Compute all sorts of interesting points, areas, and volumes in triangular and tetrahedral meshes, with a focus on efficiency. Useful in many contexts, e.g., finite-element and finite-volume computations.
meshplex is used in optimesh and pyfvm.
import numpy
import meshplex
# create a simple MeshTri instance
points = numpy.array([[0.0, 0.0, 0.0], [1.0, 0.0, 0.0], [0.0, 1.0, 0.0]])

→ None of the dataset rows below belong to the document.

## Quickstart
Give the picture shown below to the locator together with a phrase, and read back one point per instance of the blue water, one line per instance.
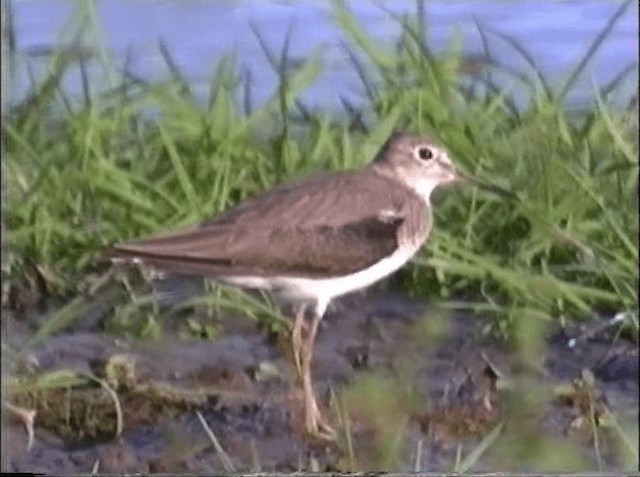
(198, 33)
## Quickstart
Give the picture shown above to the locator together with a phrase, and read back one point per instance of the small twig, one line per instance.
(224, 457)
(27, 416)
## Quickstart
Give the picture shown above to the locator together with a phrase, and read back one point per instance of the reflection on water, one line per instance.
(199, 32)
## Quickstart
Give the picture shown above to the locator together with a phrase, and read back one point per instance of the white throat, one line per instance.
(424, 187)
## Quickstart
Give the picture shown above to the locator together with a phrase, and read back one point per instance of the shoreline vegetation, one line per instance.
(562, 245)
(548, 242)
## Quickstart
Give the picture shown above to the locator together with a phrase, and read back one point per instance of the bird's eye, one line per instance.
(424, 153)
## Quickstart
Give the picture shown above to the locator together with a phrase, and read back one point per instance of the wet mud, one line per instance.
(407, 388)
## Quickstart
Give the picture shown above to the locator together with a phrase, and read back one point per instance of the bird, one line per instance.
(311, 241)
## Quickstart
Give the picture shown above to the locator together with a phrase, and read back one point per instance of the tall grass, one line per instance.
(139, 157)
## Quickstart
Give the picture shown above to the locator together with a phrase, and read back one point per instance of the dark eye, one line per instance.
(423, 153)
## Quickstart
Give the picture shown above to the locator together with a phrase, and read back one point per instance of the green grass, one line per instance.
(141, 158)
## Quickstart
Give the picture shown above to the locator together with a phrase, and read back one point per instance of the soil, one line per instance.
(407, 389)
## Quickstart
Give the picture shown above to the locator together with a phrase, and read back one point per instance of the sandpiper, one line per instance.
(314, 240)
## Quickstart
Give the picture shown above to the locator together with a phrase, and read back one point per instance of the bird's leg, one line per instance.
(314, 422)
(296, 339)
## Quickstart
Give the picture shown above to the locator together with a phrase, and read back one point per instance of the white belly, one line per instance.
(321, 291)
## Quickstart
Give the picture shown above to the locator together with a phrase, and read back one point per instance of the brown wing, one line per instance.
(322, 227)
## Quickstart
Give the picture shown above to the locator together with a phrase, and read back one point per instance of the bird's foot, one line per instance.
(318, 427)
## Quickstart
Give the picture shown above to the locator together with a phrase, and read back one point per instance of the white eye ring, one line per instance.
(424, 153)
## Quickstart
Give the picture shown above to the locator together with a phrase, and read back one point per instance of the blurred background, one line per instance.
(198, 33)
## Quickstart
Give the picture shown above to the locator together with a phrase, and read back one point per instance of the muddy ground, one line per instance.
(408, 389)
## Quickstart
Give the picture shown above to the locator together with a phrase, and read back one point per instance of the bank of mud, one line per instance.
(412, 388)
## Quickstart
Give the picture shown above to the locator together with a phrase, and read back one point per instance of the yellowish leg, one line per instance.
(314, 422)
(296, 339)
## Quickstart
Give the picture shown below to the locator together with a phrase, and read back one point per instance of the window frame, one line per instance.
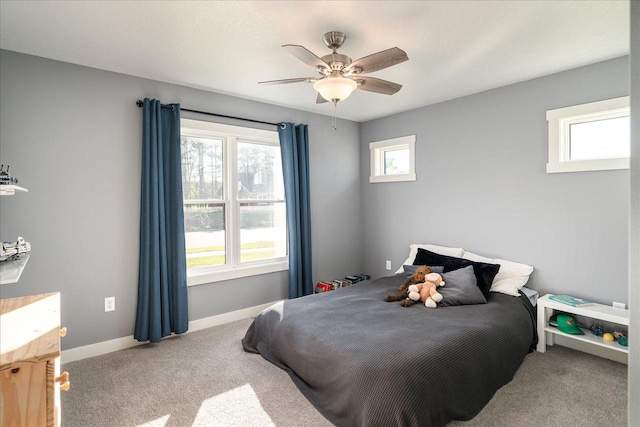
(231, 136)
(376, 155)
(559, 121)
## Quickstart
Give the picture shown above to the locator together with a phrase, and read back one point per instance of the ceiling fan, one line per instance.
(339, 76)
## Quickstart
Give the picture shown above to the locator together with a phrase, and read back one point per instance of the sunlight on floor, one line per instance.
(160, 422)
(237, 407)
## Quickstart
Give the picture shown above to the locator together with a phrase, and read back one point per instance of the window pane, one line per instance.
(204, 234)
(263, 231)
(259, 172)
(202, 168)
(601, 139)
(396, 161)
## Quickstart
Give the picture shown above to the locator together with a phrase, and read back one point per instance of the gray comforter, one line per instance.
(362, 361)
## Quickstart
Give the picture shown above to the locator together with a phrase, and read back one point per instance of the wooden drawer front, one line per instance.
(24, 398)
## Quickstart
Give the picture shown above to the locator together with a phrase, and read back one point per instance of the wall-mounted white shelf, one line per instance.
(602, 312)
(10, 190)
(10, 270)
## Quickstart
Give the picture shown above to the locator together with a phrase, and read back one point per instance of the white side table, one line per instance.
(602, 312)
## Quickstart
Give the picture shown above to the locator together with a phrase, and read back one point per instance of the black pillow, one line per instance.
(484, 272)
(461, 288)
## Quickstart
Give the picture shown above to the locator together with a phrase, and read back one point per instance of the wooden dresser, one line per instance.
(30, 361)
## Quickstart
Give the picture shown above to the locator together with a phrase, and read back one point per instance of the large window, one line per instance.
(234, 207)
(593, 136)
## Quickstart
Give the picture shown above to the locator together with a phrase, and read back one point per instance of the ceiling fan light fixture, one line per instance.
(335, 89)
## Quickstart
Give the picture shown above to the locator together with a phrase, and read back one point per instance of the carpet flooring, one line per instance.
(205, 378)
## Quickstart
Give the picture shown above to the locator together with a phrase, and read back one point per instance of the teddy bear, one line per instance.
(427, 292)
(403, 290)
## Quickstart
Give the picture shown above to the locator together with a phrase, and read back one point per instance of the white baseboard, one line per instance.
(105, 347)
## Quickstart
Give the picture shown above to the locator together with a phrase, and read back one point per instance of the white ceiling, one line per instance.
(455, 48)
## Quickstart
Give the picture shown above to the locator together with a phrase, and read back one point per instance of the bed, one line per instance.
(362, 361)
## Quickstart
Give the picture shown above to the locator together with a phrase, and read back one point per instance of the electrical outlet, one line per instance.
(110, 304)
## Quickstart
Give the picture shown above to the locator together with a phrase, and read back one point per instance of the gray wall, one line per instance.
(482, 185)
(634, 238)
(72, 136)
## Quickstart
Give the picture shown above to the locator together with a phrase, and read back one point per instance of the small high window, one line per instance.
(393, 159)
(588, 137)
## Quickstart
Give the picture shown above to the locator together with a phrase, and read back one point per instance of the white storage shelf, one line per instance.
(10, 190)
(601, 312)
(10, 270)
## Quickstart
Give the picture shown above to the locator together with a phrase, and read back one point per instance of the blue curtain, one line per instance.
(294, 146)
(162, 276)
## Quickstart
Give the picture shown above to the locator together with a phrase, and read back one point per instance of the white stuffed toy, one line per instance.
(427, 292)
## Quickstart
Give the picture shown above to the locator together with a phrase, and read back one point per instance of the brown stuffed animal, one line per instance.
(427, 292)
(403, 290)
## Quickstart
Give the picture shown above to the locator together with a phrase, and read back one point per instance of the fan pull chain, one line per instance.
(334, 124)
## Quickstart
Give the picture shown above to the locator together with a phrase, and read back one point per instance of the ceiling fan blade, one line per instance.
(296, 80)
(377, 61)
(306, 56)
(372, 84)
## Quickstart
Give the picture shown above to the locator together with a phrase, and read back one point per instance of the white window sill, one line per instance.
(392, 178)
(588, 165)
(218, 274)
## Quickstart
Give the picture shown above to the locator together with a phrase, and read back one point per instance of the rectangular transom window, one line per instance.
(234, 206)
(393, 159)
(587, 137)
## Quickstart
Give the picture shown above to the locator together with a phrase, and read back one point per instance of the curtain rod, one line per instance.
(140, 104)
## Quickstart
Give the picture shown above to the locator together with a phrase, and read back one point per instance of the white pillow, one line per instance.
(510, 278)
(442, 250)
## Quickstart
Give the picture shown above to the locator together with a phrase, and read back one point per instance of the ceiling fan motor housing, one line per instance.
(334, 39)
(337, 61)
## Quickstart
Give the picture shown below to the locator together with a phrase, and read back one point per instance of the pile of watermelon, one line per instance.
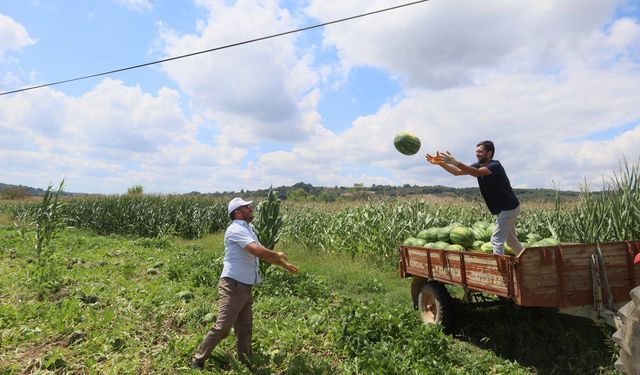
(475, 238)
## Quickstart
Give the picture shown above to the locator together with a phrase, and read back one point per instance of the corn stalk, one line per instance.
(268, 223)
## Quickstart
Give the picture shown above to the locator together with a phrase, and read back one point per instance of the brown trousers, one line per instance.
(234, 310)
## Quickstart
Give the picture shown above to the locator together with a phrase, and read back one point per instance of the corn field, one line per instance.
(372, 229)
(140, 215)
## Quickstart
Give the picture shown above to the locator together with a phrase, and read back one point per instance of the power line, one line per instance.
(213, 49)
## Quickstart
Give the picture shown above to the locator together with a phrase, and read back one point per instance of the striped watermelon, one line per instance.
(462, 236)
(406, 143)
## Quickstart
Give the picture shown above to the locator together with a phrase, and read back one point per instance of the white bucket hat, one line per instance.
(235, 203)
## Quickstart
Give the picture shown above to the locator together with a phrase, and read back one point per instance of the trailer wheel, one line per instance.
(627, 336)
(435, 304)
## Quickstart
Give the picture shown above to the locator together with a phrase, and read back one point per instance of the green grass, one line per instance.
(114, 307)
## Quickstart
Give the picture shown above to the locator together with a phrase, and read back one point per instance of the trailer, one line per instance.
(588, 280)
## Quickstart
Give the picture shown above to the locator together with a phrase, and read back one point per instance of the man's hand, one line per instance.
(448, 158)
(436, 160)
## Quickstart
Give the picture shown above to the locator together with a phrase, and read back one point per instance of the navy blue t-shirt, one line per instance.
(496, 188)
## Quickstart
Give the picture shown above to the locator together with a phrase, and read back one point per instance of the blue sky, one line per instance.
(554, 84)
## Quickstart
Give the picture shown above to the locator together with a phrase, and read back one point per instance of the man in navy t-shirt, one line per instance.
(495, 189)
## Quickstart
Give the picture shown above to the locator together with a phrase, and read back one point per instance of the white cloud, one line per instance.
(13, 36)
(442, 44)
(251, 92)
(136, 4)
(541, 126)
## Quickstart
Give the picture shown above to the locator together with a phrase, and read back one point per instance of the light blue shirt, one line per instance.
(239, 264)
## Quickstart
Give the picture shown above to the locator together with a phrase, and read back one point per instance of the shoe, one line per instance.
(197, 365)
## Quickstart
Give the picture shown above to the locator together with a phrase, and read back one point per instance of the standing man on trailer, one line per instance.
(495, 189)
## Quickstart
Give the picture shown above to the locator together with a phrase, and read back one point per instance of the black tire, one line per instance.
(435, 304)
(627, 337)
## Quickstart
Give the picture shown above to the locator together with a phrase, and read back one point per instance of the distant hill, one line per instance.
(306, 192)
(30, 191)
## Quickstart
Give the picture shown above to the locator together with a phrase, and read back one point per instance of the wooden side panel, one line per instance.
(476, 271)
(557, 276)
(560, 276)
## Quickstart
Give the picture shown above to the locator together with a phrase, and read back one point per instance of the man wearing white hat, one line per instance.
(239, 273)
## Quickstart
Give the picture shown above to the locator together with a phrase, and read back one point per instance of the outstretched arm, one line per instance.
(457, 168)
(439, 160)
(269, 256)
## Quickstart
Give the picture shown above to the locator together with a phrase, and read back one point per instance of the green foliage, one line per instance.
(141, 215)
(269, 222)
(135, 190)
(15, 192)
(344, 318)
(47, 221)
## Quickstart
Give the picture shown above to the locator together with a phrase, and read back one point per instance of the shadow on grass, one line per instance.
(539, 338)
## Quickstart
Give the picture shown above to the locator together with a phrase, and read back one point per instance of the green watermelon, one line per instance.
(546, 242)
(443, 234)
(422, 234)
(487, 247)
(432, 235)
(533, 237)
(455, 247)
(440, 245)
(406, 143)
(462, 236)
(409, 241)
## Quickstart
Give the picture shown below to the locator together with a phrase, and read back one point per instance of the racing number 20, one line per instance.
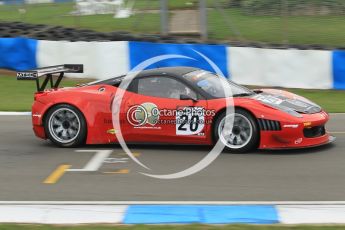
(193, 123)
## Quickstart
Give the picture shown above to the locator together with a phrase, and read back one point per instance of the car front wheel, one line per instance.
(242, 135)
(65, 126)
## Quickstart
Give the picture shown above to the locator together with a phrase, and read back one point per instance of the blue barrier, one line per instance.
(206, 214)
(18, 53)
(141, 51)
(338, 66)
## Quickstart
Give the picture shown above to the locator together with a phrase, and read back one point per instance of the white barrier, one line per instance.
(101, 59)
(285, 68)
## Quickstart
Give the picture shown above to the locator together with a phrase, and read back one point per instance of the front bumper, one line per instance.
(302, 133)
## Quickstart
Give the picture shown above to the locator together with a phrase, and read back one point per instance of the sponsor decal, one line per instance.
(306, 124)
(298, 141)
(190, 120)
(36, 115)
(27, 75)
(142, 115)
(111, 131)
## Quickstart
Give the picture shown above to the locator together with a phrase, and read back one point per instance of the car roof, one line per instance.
(173, 71)
(178, 70)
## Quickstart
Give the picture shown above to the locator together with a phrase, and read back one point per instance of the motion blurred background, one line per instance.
(314, 23)
(295, 44)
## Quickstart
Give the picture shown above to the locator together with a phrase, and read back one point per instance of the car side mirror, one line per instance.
(185, 97)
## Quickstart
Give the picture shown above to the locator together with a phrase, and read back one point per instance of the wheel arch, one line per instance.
(44, 117)
(235, 107)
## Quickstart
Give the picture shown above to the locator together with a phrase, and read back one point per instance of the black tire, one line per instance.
(72, 121)
(253, 140)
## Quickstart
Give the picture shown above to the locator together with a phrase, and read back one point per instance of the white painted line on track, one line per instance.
(15, 113)
(62, 214)
(96, 161)
(172, 202)
(311, 214)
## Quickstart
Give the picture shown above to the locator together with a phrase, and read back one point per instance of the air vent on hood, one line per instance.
(269, 125)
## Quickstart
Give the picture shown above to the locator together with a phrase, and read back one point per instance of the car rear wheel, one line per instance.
(65, 126)
(242, 136)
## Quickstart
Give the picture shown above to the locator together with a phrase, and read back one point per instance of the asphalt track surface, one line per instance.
(316, 174)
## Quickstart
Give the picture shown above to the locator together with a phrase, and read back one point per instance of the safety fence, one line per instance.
(311, 69)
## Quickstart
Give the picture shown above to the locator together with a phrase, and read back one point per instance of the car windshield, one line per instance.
(216, 85)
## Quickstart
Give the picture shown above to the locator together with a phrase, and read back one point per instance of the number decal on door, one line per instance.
(189, 120)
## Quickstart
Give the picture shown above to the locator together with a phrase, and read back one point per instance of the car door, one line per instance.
(163, 109)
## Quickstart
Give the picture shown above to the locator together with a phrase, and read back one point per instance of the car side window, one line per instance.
(165, 87)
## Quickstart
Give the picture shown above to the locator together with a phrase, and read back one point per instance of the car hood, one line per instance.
(284, 100)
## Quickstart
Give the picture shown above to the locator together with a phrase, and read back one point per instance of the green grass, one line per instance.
(325, 30)
(18, 95)
(59, 14)
(169, 227)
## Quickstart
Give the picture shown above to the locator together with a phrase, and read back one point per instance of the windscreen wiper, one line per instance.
(242, 94)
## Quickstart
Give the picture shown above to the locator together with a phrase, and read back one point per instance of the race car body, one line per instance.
(177, 105)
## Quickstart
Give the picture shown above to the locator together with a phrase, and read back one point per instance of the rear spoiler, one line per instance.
(48, 72)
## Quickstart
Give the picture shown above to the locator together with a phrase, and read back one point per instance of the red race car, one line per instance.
(176, 105)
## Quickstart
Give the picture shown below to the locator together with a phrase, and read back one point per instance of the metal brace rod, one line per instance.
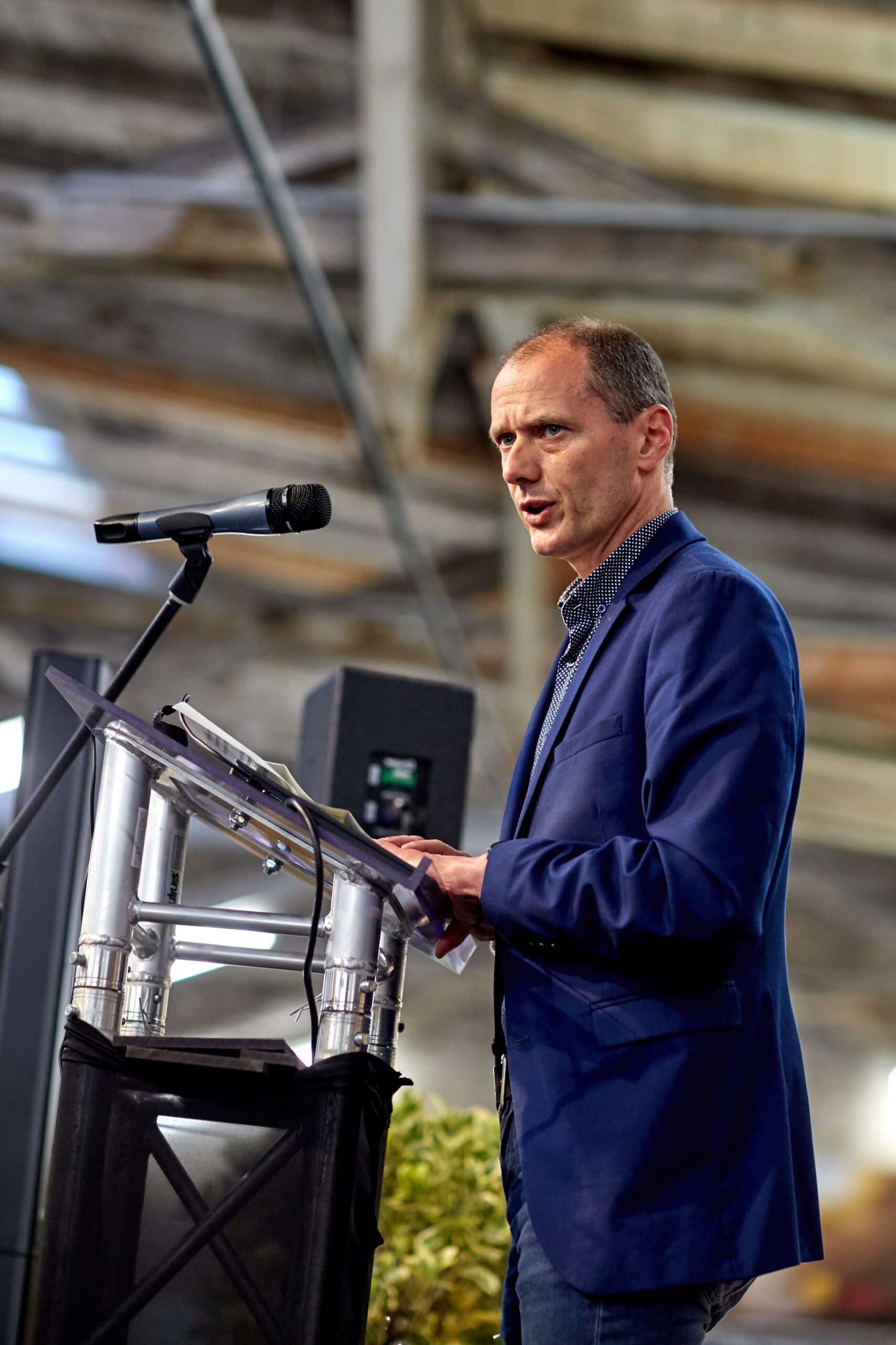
(213, 918)
(437, 609)
(243, 957)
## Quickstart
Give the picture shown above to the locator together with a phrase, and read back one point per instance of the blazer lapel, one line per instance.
(523, 770)
(676, 533)
(567, 705)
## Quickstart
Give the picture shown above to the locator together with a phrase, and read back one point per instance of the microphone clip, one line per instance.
(193, 542)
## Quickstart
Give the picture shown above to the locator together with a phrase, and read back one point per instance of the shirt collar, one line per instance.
(600, 587)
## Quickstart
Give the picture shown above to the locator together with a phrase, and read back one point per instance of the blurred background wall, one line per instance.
(455, 159)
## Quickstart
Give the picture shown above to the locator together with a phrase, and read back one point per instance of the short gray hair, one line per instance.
(623, 370)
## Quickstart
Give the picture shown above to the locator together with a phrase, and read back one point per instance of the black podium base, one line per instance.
(334, 1120)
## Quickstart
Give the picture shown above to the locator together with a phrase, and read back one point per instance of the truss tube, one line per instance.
(213, 918)
(243, 957)
(385, 1019)
(116, 856)
(350, 973)
(149, 982)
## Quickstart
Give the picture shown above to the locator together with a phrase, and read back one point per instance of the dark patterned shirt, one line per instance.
(583, 607)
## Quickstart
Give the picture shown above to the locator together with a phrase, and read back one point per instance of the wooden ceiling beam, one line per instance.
(839, 45)
(736, 144)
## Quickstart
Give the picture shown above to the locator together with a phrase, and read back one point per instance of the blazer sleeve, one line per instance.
(724, 728)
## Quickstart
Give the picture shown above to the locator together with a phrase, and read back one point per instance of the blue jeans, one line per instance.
(541, 1308)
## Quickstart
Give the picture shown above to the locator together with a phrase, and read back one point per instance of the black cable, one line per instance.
(312, 938)
(93, 789)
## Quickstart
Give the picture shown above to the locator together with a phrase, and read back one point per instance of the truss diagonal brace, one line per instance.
(224, 71)
(193, 1242)
(186, 1192)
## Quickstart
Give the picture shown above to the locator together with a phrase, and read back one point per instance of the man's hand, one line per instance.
(461, 877)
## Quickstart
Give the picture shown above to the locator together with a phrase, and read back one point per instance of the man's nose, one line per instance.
(520, 464)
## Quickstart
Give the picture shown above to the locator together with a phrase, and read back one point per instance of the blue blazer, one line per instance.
(640, 889)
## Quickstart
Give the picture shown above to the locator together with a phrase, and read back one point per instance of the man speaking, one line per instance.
(655, 1139)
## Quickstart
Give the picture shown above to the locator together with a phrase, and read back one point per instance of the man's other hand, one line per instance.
(461, 877)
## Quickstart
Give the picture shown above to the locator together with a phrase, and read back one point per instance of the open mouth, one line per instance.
(535, 510)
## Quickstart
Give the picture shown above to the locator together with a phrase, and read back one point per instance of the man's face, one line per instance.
(575, 477)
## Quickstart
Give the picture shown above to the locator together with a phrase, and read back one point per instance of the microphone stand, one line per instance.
(183, 588)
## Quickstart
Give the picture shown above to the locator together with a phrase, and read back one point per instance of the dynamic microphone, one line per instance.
(283, 509)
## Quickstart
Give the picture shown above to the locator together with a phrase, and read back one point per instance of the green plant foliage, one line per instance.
(437, 1278)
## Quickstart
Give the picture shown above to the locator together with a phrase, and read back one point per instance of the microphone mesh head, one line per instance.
(298, 509)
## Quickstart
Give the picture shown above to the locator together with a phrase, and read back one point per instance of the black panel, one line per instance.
(45, 878)
(356, 719)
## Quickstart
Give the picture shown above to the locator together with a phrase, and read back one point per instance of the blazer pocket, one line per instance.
(666, 1015)
(610, 728)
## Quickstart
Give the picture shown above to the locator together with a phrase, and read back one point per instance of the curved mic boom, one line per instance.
(283, 509)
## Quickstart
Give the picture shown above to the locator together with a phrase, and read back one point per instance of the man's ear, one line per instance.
(657, 428)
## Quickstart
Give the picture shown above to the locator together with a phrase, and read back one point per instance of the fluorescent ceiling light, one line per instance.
(53, 545)
(11, 740)
(26, 443)
(47, 490)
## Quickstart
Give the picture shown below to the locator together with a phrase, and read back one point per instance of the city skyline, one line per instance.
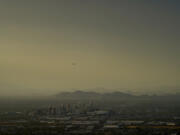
(52, 46)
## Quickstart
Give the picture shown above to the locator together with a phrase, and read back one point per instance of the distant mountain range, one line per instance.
(89, 95)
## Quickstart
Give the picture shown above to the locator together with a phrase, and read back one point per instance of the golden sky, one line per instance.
(47, 46)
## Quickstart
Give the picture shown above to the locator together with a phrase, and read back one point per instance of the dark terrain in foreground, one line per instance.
(91, 113)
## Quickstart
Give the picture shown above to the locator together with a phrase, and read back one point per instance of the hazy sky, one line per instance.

cells = numpy.array([[0, 1, 2]])
mesh = meshplex.MeshTri(points, cells)
# or read it from a file
# mesh = meshplex.read('pacman.msh')
# triangle volumes
print(mesh.cell_volumes)
# circumcenters, centroids, incenters
print(mesh.cell_circumcenters)
print(mesh.cell_centroids)
print(mesh.cell_incenters)
# circumradius, inradius, cell quality, angles
print(mesh.circumradius)
print(mesh.inradius)
print(mesh.cell_quality) # d * inradius / circumradius (min 0, max 1)
print(mesh.angles)
# control volumes, centroids
print(mesh.control_volumes)
print(mesh.control_volume_centroids)
# covolume/edge length ratios
print(mesh.ce_ratios)
# flip edges until the mesh is Delaunay
mesh.flip_until_delaunay()
# show the mesh
mesh.show()meshplex works much the same way with tetrahedral meshes.
(For mesh creation, check out this list).
meshplex is available from the Python Package Index, so simply type
pip3 install --user meshplex
to install.
To run the meshplex unit tests, check out this repository and type
pytest
To create a new release
-
bump the
__version__number, -
publish to PyPi and GitHub:
make publish
meshplex is published under the MIT license.